Ugo Mulas (Pozzolengo, 1928 - Milan, 1973). Self-taught, his career developed in contact with the artistic and cultural scene in Milan in the early Fifties. After his debut in photojournalism (1954) Mulas rose rapidly to renown in Italy in various different fields of professional photography. In that period he worked on a series of reportages in Europe with Giorgio Zampa for L'illustrazione italiana and in an artistic partnership with Giorgio Strehler for Milan's Piccolo Teatro. Mulas photographed the Venice Biennale exhibitions from 1954 to 1972 and worked in close contact with the artists. In that period the representation of the art world became the photographer's main focus. Projects of note include the famous series on Alberto Burri (1963) and Lucio Fontana (1965) and his reportage in Spoleto for the "Sculture nella città" exhibition (1962), where he met the artists David Smith and Alexander Calder. After discovering Pop Art at the 1964 Biennale, Mulas decided to go to the United States (1964- 67), where he created his most important reportage, the book "New York: The New Art Scene" (1967). His encounters with Robert Rauschenberg and Andy Warhol, and the photography of Robert Frank and Lee Friedlander, influenced his new work of the late 1960s,in which he moved away from traditional reportage.

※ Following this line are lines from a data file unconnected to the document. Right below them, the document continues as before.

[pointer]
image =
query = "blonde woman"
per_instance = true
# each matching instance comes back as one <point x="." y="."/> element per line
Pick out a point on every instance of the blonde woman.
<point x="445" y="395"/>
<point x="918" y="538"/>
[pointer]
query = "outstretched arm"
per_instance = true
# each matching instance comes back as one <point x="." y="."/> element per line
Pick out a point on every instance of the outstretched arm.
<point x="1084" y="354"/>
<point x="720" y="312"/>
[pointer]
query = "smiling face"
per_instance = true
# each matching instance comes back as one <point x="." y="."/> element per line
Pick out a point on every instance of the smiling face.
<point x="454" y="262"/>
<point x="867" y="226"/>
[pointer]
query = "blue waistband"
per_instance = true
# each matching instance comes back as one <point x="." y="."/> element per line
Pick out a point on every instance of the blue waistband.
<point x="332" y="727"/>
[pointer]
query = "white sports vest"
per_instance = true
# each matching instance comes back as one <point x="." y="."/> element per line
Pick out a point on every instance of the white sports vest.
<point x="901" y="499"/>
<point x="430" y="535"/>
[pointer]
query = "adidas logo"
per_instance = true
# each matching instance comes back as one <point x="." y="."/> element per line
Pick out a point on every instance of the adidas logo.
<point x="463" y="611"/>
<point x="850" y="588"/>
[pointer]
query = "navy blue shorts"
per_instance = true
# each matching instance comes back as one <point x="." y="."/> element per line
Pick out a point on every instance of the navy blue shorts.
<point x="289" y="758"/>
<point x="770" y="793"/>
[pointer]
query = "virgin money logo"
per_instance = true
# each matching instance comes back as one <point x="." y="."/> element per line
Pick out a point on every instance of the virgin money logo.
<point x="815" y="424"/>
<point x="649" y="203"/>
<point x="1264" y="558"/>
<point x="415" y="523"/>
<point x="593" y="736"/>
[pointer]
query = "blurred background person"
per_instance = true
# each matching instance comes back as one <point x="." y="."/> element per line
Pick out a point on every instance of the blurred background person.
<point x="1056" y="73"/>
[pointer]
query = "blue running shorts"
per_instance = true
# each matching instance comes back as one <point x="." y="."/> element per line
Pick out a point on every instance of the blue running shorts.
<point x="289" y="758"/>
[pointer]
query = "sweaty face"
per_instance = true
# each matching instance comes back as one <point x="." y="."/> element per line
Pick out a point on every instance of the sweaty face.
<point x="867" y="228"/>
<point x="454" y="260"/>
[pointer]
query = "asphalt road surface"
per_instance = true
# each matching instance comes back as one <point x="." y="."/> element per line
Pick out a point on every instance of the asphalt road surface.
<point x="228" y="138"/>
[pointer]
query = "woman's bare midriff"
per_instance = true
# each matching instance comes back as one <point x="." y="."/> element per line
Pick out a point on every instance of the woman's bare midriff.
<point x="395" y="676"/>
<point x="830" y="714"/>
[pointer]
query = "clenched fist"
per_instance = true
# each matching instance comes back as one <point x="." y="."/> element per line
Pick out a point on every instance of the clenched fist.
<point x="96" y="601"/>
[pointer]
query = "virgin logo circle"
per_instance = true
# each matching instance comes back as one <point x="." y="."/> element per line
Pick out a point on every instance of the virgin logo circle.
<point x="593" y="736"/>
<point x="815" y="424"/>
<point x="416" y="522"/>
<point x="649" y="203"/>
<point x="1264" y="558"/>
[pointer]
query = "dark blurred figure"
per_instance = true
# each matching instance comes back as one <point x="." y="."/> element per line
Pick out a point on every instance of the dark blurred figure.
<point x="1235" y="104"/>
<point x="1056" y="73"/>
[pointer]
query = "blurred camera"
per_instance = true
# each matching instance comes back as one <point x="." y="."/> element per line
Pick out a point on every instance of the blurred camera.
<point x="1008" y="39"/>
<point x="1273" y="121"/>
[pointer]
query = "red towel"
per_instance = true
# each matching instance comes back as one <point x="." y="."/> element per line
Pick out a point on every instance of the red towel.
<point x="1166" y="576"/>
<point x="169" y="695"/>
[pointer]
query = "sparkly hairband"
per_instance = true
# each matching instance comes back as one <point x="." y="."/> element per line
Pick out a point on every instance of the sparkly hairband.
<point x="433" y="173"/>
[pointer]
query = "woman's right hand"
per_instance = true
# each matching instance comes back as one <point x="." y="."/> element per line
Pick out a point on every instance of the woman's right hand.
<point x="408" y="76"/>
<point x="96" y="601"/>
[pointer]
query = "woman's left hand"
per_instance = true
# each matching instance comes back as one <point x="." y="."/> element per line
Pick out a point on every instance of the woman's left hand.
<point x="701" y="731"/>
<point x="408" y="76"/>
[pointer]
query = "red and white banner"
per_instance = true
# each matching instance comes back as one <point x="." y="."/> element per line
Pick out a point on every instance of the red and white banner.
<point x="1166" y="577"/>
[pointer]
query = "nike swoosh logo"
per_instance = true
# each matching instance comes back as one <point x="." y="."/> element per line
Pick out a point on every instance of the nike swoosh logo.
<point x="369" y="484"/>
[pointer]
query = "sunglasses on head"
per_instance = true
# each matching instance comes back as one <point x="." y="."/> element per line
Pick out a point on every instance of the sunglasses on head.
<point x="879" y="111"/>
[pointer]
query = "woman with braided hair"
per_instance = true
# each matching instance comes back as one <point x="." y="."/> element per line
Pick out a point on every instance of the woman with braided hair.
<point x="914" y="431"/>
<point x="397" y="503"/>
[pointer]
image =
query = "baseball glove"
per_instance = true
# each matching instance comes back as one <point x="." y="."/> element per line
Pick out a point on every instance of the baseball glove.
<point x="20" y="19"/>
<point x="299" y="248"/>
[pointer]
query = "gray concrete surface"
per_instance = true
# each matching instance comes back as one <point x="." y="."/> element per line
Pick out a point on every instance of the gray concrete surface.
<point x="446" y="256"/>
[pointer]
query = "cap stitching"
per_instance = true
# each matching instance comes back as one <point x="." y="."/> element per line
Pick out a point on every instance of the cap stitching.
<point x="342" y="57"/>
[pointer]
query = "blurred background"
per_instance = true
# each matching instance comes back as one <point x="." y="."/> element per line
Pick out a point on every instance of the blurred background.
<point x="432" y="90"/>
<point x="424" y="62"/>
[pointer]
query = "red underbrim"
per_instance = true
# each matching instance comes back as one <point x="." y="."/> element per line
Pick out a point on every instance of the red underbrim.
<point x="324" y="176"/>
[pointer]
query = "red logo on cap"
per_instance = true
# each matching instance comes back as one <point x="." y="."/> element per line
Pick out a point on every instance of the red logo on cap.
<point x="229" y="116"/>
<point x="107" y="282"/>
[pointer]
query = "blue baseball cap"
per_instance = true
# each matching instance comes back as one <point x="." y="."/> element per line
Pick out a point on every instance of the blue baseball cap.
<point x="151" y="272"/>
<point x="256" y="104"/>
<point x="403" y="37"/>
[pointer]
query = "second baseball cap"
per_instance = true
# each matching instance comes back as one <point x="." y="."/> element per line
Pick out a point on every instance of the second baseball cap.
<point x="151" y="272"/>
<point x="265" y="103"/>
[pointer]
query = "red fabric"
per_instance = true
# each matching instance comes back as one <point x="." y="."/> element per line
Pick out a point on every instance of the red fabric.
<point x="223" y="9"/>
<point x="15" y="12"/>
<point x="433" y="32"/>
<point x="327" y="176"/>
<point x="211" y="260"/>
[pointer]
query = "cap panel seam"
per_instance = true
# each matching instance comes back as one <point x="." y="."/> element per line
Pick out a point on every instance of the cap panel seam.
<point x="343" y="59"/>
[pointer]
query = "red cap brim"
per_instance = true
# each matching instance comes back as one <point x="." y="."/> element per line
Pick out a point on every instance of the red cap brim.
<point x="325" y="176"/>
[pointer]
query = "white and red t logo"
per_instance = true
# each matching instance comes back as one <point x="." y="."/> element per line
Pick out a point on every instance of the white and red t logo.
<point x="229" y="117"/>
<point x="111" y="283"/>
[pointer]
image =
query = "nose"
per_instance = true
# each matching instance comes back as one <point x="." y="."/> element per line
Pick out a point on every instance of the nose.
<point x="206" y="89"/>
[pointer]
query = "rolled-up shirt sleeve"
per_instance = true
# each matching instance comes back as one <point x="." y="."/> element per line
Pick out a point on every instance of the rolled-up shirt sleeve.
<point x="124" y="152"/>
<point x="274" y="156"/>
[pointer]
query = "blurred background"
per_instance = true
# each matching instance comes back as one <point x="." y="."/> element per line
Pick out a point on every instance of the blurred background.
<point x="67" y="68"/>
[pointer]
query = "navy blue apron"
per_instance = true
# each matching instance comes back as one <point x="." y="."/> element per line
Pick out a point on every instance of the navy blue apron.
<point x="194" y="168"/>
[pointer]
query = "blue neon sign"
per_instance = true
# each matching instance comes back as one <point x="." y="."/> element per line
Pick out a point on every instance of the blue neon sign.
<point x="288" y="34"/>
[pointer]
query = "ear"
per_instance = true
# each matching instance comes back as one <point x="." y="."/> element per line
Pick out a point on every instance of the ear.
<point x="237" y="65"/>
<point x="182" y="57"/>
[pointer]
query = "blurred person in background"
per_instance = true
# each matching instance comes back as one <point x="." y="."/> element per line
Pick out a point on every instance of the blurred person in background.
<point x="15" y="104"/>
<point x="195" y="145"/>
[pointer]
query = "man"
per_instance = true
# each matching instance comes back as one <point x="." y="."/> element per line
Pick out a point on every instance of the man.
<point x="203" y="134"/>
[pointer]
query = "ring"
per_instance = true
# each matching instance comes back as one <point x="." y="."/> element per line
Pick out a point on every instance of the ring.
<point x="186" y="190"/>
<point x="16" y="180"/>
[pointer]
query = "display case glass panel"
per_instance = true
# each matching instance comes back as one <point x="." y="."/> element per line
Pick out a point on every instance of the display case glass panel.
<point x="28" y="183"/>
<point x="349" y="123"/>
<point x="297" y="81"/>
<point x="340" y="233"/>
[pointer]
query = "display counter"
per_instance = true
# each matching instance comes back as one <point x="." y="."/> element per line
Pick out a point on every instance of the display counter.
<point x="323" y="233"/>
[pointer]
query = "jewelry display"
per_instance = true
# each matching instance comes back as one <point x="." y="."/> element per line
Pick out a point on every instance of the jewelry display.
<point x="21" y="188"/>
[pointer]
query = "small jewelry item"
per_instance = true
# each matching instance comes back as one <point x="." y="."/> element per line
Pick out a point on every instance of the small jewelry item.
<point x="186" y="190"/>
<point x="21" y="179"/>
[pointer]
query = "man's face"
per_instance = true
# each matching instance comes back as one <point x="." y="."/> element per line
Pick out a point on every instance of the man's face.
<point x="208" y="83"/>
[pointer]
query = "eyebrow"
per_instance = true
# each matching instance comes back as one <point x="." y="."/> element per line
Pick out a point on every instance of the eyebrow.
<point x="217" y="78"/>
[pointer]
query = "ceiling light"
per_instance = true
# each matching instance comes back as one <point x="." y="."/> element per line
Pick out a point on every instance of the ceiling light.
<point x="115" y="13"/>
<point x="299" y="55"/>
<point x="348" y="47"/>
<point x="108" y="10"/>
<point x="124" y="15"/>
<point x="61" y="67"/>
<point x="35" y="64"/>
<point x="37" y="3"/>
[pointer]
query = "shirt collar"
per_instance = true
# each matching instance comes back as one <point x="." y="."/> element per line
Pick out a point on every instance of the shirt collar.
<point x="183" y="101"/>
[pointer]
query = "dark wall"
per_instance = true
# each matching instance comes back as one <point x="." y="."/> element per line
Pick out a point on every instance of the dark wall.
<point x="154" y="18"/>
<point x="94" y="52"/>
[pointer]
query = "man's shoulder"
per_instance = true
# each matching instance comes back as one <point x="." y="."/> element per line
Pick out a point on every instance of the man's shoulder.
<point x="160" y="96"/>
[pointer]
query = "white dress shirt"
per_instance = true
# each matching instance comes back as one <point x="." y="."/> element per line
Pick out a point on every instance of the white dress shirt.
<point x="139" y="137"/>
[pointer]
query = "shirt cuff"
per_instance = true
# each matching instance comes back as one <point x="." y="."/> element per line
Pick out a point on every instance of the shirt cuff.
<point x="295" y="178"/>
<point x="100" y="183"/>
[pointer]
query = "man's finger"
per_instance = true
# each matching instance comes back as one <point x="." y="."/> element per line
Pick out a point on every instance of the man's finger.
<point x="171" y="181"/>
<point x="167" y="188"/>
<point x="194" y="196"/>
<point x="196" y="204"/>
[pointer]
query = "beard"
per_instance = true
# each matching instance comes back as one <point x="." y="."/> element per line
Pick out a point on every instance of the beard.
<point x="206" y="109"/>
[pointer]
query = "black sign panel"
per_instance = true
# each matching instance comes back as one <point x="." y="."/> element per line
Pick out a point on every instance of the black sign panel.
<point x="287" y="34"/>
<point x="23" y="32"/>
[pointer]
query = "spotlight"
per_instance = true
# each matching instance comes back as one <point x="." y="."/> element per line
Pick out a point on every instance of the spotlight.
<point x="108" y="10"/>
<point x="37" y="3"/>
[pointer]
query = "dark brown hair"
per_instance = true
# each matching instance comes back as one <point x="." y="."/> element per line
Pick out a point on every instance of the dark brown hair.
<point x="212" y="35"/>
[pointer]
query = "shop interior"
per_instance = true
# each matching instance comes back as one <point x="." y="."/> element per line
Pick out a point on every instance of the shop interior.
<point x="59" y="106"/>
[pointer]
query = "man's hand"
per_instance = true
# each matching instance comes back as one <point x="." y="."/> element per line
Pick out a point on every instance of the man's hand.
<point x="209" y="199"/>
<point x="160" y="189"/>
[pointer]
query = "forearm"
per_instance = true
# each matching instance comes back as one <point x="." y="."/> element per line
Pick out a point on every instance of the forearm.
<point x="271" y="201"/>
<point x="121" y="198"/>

Large formats, projections, solarisations and the use of the proof as an aesthetic device are elements that Mulas borrowed from the experimentation of Pop art and New Dada, and the practical business of photography. In the late Slxties he participated in the aesthetic and conceptual renewal of the neo-avantgarde movements. This was the period of his reportage on the tenth anniversary of Nouveau Réalisme (Milan, 1970), his unpublished work "Vitalità del negativo" (Rome, 1970) and the books: "Alik Cavaliere" (1967), "Campo urbano" (1969), “Calder" (1971), "Fausto Melotti: lo spazio inquieto" (1971) and "Fotografare l’arte" (1973). Mulas was also involved in experimental work on theatre, working with the director Virginio Puecher for the sets of Wozzeck by Alban Berg and Benjamin Britten's The Turn of the Screw, both in 1969. The decline of the reportage format, superseded by television, led Mulas to a profound rethinking of the historic function of photography, and these aesthetic and phenomenological reflections led to his portfolio on Marcel Duchamp (1972) and the project Archivio per Milano (1969-72). His Verifiche (1968-72) were aIso produced in this period: the series of 13 works encapsulates Mulas' experience and his ongoing dialogue with the art world. A pivotal work in contemporary photography, the Verifiche series was to be his last work, as the photographer fell seriously ilI. Mulas died on 2 March 1973, a month before the opening of a retrospective dedicated to his work at the University of Parma, and the publication of his book and final testament, La Fotografia.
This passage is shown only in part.